Due to the stronger physical market, the Capesize 5 time charter average rose by $245 to $4,196 on Thursday.

The strong freight market had reflected a surge in iron ore prices which had hovered above the $90/mt for almost two weeks, due to the robust steel demand.

Moreover, the Baltic Dry Index had spiked again and may test the 500 readings level, as it reached 494 ratings by Thursday, up 3.56% day-on-day.

 

Decent volume in the Pacific market

As usual, the Pacific market was the main driving force for the freight rate upticks, especially on the busy west coast Australia to China route.

All three mining majors were active in the market seeking for Capesize ships to move iron ore from Australia to China route.

At least three vessels were snapped up for the route for the early June laycan , done at the range of $4.70-$4.80/wmt.

 

Firmer Atlantic market

Even things are looking better in the Atlantic market, as some of the lengthy ballaster tonnage list had been digested by the market demand.

Thus, most vessels were heard to head toward the Pacific and reduced some shipping tonnages in the Atlantic market.

It was heard that the Brazilian miner, Vale and trading house, Trafigura were focused in taking vessels for the end-June onward laycans.

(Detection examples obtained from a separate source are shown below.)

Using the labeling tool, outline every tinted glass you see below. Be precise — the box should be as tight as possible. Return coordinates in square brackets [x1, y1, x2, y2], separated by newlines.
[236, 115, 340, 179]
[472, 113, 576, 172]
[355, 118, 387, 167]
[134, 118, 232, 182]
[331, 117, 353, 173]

Thus, the freight indication heard for the Brazil-China route was estimated at the range of $8-$9/wmt.

 

Higher bunker prices from oil rally

Higher bunker prices continued to support better freight rates as the VLSFO bunker prices went up higher by $9 to $288.50/mt at the port of Singapore.

However, Brent crude prices tended to move lower toward $34 per barrel level, while the WTI also slid toward $31 per barrel, due concerns over second wave of lockdowns.

Despite the price decline, some market sources expected the OPEC + output cuts will eventually support a floor prices in the second half of the year.